Religion is a broad category of human belief systems, behaviors, and practices. It encompasses a wide range of concepts and experiences, from cosmologies to mystical experiences. The study of religion requires an approach that can accommodate these diverse elements and their interaction in human lives. The question of how to define religion has long posed problems for scholars. Should the definition be substantive, focusing on what religious believers believe; or functional, focusing on how religions influence people?
Some early sociologists used a formal approach. Emil Durkheim analyzed religion in terms of social impact, arguing that it generates a sense of belonging to community (social cohesion); promotes behavioral consistency (social control); and offers strength for life’s transitions and tragedies (morality). The functionalist analysis was extended by anthropologists like Clifford Geertz, who focused on the meaning of symbols within cultures. Other anthropologists have developed hermeneutic methods, which treat actions as if they were texts that said something (Geertz 1974).
The issue of how to define religion has also generated debates about whether it is possible or desirable to have a single, global, coherent description.

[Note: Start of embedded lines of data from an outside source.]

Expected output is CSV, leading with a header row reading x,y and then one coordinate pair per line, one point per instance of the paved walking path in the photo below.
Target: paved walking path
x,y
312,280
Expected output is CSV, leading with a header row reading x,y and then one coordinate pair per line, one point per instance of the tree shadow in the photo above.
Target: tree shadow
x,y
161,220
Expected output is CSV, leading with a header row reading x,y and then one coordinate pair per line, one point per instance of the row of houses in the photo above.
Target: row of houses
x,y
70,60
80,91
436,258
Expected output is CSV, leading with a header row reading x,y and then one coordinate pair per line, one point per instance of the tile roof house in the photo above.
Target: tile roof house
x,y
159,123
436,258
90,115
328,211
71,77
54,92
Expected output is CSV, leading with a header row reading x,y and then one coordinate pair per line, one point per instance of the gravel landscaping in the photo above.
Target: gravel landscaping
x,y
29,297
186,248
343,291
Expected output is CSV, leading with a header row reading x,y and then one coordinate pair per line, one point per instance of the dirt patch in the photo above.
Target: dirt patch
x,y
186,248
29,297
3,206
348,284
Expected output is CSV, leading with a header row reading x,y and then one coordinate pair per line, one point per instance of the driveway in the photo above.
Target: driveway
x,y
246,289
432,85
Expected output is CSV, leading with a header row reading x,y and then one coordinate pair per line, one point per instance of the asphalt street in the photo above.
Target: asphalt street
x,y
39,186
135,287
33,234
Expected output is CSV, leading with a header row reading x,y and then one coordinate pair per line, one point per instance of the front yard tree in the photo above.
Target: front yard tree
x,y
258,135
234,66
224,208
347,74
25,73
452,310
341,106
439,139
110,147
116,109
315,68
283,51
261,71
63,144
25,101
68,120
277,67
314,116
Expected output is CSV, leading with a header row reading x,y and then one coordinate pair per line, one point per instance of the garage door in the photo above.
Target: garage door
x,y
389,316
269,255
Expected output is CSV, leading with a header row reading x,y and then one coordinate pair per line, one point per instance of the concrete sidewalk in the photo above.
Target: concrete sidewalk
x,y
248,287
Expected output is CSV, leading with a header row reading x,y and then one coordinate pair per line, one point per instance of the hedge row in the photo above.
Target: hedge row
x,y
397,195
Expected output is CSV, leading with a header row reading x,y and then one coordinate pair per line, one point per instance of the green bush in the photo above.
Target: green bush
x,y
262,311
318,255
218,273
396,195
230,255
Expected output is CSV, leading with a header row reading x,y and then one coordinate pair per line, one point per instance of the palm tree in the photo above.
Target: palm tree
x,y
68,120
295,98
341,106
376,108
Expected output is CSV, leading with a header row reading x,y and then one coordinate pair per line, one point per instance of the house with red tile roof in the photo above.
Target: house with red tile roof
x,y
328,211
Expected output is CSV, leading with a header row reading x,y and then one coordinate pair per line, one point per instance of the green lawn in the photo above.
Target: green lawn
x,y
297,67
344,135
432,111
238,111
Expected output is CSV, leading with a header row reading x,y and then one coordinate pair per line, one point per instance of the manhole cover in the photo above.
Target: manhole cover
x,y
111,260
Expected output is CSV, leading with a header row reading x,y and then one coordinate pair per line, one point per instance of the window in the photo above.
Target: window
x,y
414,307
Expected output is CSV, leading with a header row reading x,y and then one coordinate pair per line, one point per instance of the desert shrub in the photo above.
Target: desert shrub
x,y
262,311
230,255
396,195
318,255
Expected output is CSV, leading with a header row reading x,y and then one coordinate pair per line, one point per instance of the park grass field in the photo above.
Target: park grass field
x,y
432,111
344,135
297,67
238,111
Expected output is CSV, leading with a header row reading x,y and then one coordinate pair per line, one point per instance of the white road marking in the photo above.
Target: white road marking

Other scholars have criticized this attempt to reduce the complexity of religion and have instead advocated that it be studied on a case by case basis, with attention paid to how different social actors construct definitions of what they experience (Runciman 1969).
A major change has occurred in recent years as scholarly perspectives have become more reflexive about the concept of religion. A number of anthropologists and sociologists have moved away from the “objective” approach that has characterized much of the field for so long, embracing cultural and postmodernist concerns. This new focus on the constructed nature of what is referred to as religion has led to a growing emphasis on the need for interdisciplinary collaboration in the study of this phenomenon.
Some scientists have argued that the positive effects of religious and spiritual traditions are due mainly to the fact that these practices provide a set of tools for coping with life’s stresses. These are not the same as the scientifically proven effects of prayer and meditation, but they do have their own benefits. A study by the National Institutes of Health suggests that religious and spiritual beliefs have an impact on the mental health of their adherents. The findings are consistent with those of other studies examining the role of religion in society. For example, religiosity is associated with greater levels of volunteerism and higher grades in school. The study of religion is thus a rich source for research into how humans manage their lives and their interactions with others. For more on this topic, see agnosticism; atheism; existentialism; esotericism; epistemology; existentialism; faith; fundamentalism; hell; heaven; jesus; morality; prayer; shamanism; spirituality; and theism.